Adapted from Dale:
GRICE. What do we mean by the word 'meaning'?
His malignant demon. Be patient! You can only learn the meaning of the word "meaning" from the consideration of the nature of ideas, and their connexion with things'."
Dale, in online "The theory of meaning"
"The only thinker earlier than Welby cited
as raising the question of meaning is
"one Edward Johnson"."
Dale adds:
"The quote Ogden and Richards provide ... is from
Johnson's
Nuces Philosophic
(published in 1842)."
And, furhter, Dale notes:
"Welby also quotes from Johnson without
mentioning his name in Welby (1896), p. 190.
The quote Welby used she reports to have
come from "a forgotten book of somewhat
quaint dialogues called The Philosophy of Things""
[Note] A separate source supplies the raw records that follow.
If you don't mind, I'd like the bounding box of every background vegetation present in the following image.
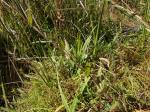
[0,0,150,112]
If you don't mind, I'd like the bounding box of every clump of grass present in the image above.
[1,0,150,112]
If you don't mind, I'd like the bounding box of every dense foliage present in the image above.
[0,0,150,112]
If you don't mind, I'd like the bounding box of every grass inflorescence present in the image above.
[0,0,150,112]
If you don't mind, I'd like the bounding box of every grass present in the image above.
[0,0,150,112]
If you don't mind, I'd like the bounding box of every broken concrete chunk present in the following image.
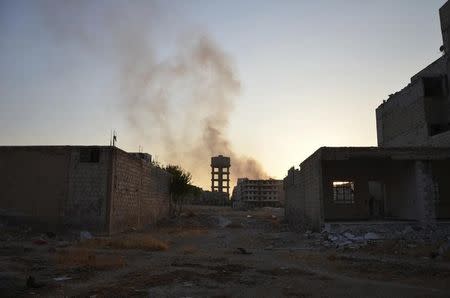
[80,231,92,240]
[364,232,383,240]
[344,232,355,239]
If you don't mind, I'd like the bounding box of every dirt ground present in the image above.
[0,206,450,297]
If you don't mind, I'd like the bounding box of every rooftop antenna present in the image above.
[111,130,117,147]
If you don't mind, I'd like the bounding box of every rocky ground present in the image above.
[0,206,450,297]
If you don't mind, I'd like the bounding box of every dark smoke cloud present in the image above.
[25,1,267,187]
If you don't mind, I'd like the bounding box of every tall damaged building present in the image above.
[284,2,450,231]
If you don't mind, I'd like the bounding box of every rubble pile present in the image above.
[304,224,450,255]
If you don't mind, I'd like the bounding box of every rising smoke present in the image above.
[25,1,267,187]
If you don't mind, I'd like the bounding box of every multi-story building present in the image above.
[232,178,284,208]
[284,2,450,231]
[376,2,450,147]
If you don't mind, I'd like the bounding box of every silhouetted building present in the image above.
[376,3,450,147]
[0,146,171,233]
[232,178,284,208]
[211,155,231,197]
[284,2,450,231]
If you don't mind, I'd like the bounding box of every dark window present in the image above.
[333,181,355,204]
[80,149,100,162]
[430,123,450,136]
[422,77,444,97]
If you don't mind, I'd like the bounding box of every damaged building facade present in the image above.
[284,3,450,231]
[0,146,171,234]
[232,178,284,208]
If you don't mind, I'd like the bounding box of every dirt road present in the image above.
[0,206,450,297]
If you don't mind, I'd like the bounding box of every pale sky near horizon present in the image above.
[0,0,445,188]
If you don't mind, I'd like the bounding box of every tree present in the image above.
[165,165,192,216]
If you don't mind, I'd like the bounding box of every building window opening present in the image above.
[333,181,355,204]
[423,77,445,97]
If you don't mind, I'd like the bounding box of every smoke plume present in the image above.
[26,1,267,188]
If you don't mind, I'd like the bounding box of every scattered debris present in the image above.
[45,232,56,238]
[53,276,72,281]
[26,275,45,289]
[364,232,383,240]
[33,238,48,245]
[236,247,253,255]
[80,231,93,240]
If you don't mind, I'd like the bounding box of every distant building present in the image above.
[376,2,450,147]
[284,2,450,231]
[232,178,284,208]
[0,146,171,234]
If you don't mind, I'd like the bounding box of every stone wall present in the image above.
[64,147,112,232]
[285,149,323,231]
[0,146,70,229]
[109,149,170,233]
[376,80,428,147]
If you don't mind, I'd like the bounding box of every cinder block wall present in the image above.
[0,146,70,229]
[109,149,170,233]
[284,168,305,230]
[376,80,428,147]
[64,147,113,232]
[285,149,323,231]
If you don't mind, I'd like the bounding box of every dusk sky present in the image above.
[0,0,445,188]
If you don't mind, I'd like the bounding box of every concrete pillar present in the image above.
[414,160,436,224]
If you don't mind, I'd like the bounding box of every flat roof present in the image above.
[302,146,450,163]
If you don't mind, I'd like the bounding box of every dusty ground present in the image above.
[0,207,450,297]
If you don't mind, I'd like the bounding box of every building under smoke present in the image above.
[232,178,284,208]
[211,155,231,197]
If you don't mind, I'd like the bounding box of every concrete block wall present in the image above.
[109,150,170,233]
[0,146,70,229]
[284,168,305,229]
[376,80,428,147]
[414,160,436,223]
[64,147,112,232]
[285,149,323,231]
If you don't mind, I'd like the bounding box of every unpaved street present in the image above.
[0,206,450,297]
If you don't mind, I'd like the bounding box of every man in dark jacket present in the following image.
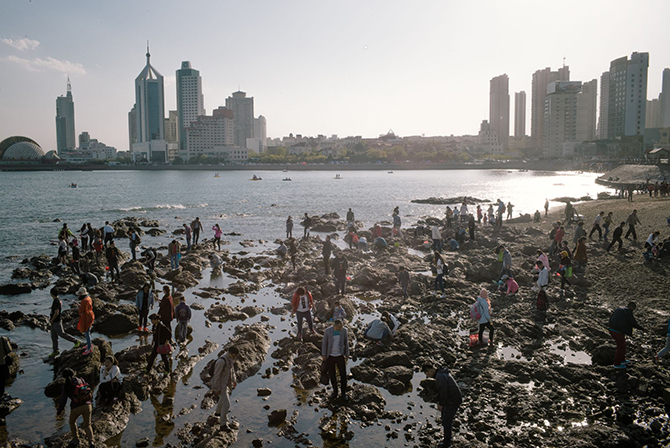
[609,302,644,369]
[422,364,463,448]
[607,222,626,253]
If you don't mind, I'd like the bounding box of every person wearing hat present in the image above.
[77,287,95,355]
[475,288,495,345]
[135,282,154,333]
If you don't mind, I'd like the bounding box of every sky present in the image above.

---- where by 'forgotten' she means 'almost-forgotten', since she could quote verbatim.
Dale:
"The Ogden and Richards quotation from Johnson and the Welby quotation from Johnson are not identical but they just about overlap with the sentences."
"B.
'What then do you mean by the word meaning?'
A.
'Be patient. You can only learn the meaning of the word meaning from the consideration of the nature of ideas, and their connexion with things'."
-- where "A" is short for "Aristotle".
"Peri Hermeneias" Grice and Strawson would lecture on. And Aristotle therein does mention 'phastasmata' as being 'meant' (semein) by words and 'phantasmata' as standing for things.
Locke, who I think is the most important author in this area -- see my "Jabberwocky" essay for the Christ Church-based "Lewis Carroll Society" -- would say that
the thing
is the MEDIATE
signification of the 'sign'.
Words are signs of ideas, and ideas are signs of things. Grice was clever enough to make fun of Locke by titling his thick volume, "the Way of Words" (rather than the Way of Ideas of which we know next to nuttin').